Divagações costuram vidas em Lobo Antunes
FABRICIO VIEIRA
DA REPORTAGEM LOCAL
O escritor português António Lobo Antunes,
66, está longe de alcançar o prestígio que seu compatriota (e desafeto) José Saramago tem por aqui. Mas sua extensa obra vem aos poucos sendo editada no Brasil. Agora é a
vez de "Ontem Não te Vi em Babilónia" (2006) chegar ao país.
Em uma interminável noite,
entre sono e vigília, diferentes
personagens ruminam inquietações, que se tornam mais delirantes à medida que a madrugada avança. Nessa torrente de
pensamentos se arquiteta esse
longo e denso romance.
Antunes, vencedor do Camões 2007, entre outros, diz
que já não se preocupa em contar histórias e que sua ambição
é "colocar a vida entre as capas
de um livro". O romance que
agora sai aqui ilustra bem isso.
O livro está dividido em seis
capítulos, com cada um deles
representando uma hora diferente. O primeiro se chama
"Meia-noite", o segundo "Uma
hora da manhã", e assim, sucessivamente, até o que começa às
5h. Cada capítulo se subdivide
em quatro partes, com um narrador diferente em cada uma.

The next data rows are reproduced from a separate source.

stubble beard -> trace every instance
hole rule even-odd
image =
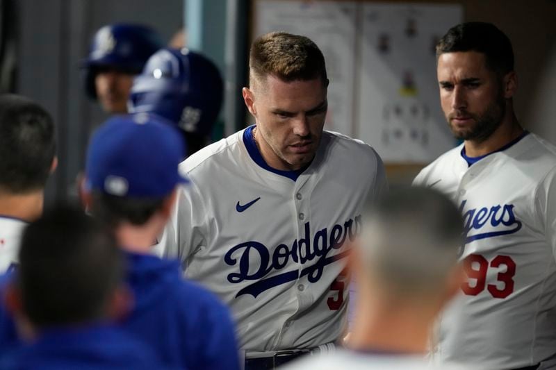
[[[461,112],[464,115],[469,116],[475,121],[472,127],[461,131],[455,128],[451,122],[452,118],[451,115],[448,117],[448,126],[456,139],[483,142],[500,127],[505,111],[505,100],[502,94],[499,94],[496,100],[480,115],[472,115],[466,111]]]

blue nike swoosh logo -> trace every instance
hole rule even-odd
[[[249,202],[248,203],[244,204],[243,205],[240,205],[239,202],[238,202],[238,204],[236,205],[236,210],[238,212],[243,212],[244,210],[247,210],[247,208],[253,205],[255,203],[255,202],[260,199],[261,197],[259,196],[256,199],[254,199],[250,202]]]

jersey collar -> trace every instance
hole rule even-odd
[[[499,149],[497,149],[497,150],[496,150],[494,151],[491,151],[490,153],[488,153],[486,154],[484,154],[484,155],[479,155],[478,157],[470,157],[470,156],[468,156],[465,152],[465,145],[464,145],[463,147],[461,148],[461,151],[460,152],[460,154],[461,155],[461,157],[465,160],[465,161],[467,162],[468,167],[471,167],[471,165],[473,165],[474,163],[477,163],[477,162],[481,160],[482,158],[484,158],[485,157],[488,157],[491,154],[493,154],[493,153],[498,153],[499,151],[504,151],[506,149],[509,149],[510,147],[513,146],[514,144],[516,144],[518,142],[519,142],[519,141],[521,140],[521,139],[523,139],[523,137],[527,136],[528,134],[529,134],[529,131],[523,131],[523,133],[521,135],[520,135],[519,136],[518,136],[517,137],[516,137],[515,139],[514,139],[513,140],[512,140],[511,142],[507,143],[506,145],[505,145],[502,148],[500,148]]]
[[[263,155],[261,154],[261,151],[259,150],[259,148],[256,146],[256,143],[255,142],[255,137],[253,135],[253,129],[254,128],[255,125],[252,125],[245,128],[245,130],[243,131],[243,144],[245,144],[245,148],[247,149],[247,153],[249,153],[249,155],[251,157],[251,159],[252,159],[253,161],[259,167],[267,171],[276,174],[277,175],[287,177],[293,181],[297,180],[300,175],[301,175],[303,171],[305,171],[307,167],[309,167],[311,163],[306,165],[303,168],[294,171],[282,171],[271,167],[266,163],[264,158],[263,158]]]

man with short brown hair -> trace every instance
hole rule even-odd
[[[312,41],[265,35],[250,60],[256,124],[181,165],[191,183],[158,247],[231,308],[246,368],[266,369],[341,337],[350,241],[386,185],[370,146],[323,130],[329,81]]]

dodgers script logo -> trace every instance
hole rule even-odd
[[[460,212],[463,212],[466,203],[467,201],[461,202]],[[465,243],[517,233],[521,228],[521,221],[516,218],[514,208],[513,204],[505,204],[468,210],[464,213]],[[489,225],[496,230],[482,232],[482,228]]]
[[[243,280],[256,280],[240,290],[236,298],[243,294],[251,294],[254,298],[265,290],[307,275],[310,283],[316,283],[322,276],[325,267],[344,258],[349,251],[344,251],[336,255],[328,257],[334,249],[339,249],[346,238],[353,241],[361,231],[361,215],[346,221],[343,225],[336,224],[330,229],[327,228],[317,231],[313,237],[311,234],[309,222],[305,223],[304,237],[297,239],[288,247],[280,244],[270,255],[268,248],[259,242],[250,241],[240,243],[231,248],[224,257],[224,261],[230,266],[238,264],[239,271],[228,275],[228,281],[233,284]],[[305,264],[315,258],[313,264],[298,270],[284,272],[274,276],[263,278],[272,270],[279,271],[286,267],[290,258],[295,262]],[[239,260],[239,262],[238,260]],[[260,261],[258,267],[251,266],[252,260]]]

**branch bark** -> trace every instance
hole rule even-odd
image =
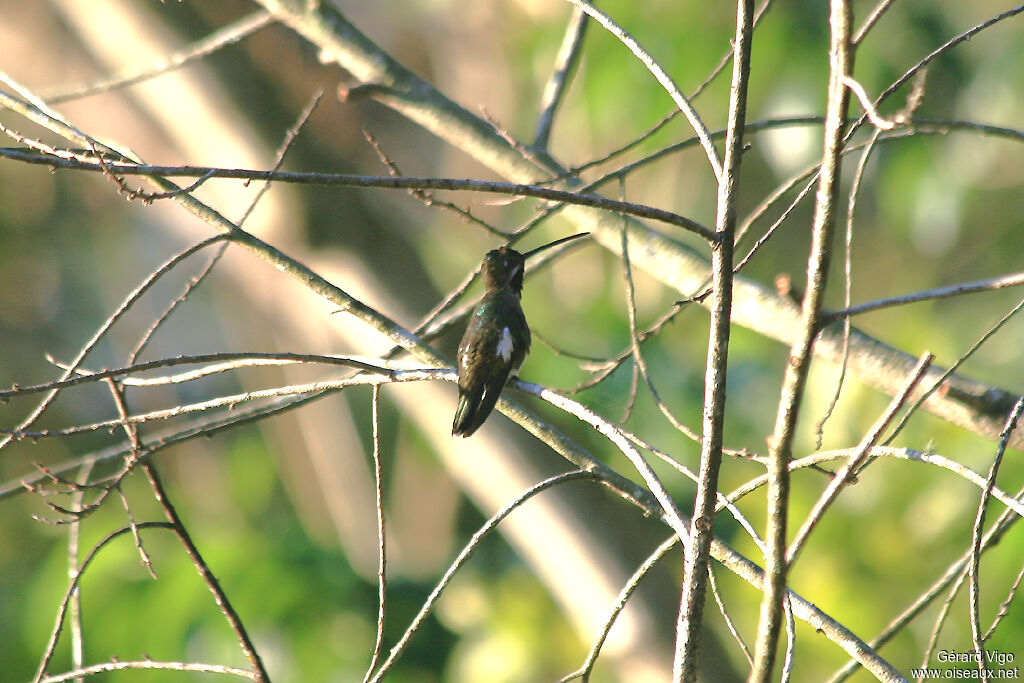
[[[775,647],[782,624],[782,603],[788,562],[785,556],[786,521],[790,505],[790,460],[796,435],[797,414],[810,372],[814,340],[820,326],[825,281],[831,258],[831,238],[836,227],[836,205],[839,202],[840,163],[843,152],[843,129],[849,109],[849,90],[844,79],[853,70],[853,48],[850,43],[853,12],[849,0],[833,0],[829,23],[831,44],[828,51],[828,98],[825,108],[824,151],[814,207],[811,253],[807,263],[807,292],[797,339],[782,379],[775,429],[769,441],[768,521],[765,530],[765,582],[762,588],[761,616],[758,624],[757,651],[752,683],[764,683],[771,678]]]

Nesse painel de narradores,
três irão se destacar e retornar
em cada capítulo: Ana Emília,
Alice e seu marido, um ex-funcionário da Pide -a polícia política portuguesa que assombrava no período salazarista.
Uma cena fundamental é o
suicídio da filha de Ana Emília,
que, aos 15, enforcou-se no
quintal enquanto a esperavam
para jantar -uma boneca ao pé
da árvore foi a única testemunha. Ao leitor, apenas passagens serão oferecidas, na voz de
diferentes personagens, para
compor o trágico momento.
A partir das falas (ou divagações?) dos personagens, são dados pontos que os unem, mesmo que suas visões sobre os temas sejam divergentes. A obra
se desenvolve em torno de um
núcleo: todos estão sós e pouco
se pode fazer para mudar isso.
Cada personagem surgirá sozinho em sua cama. Ninguém levantará ou falará com o outro.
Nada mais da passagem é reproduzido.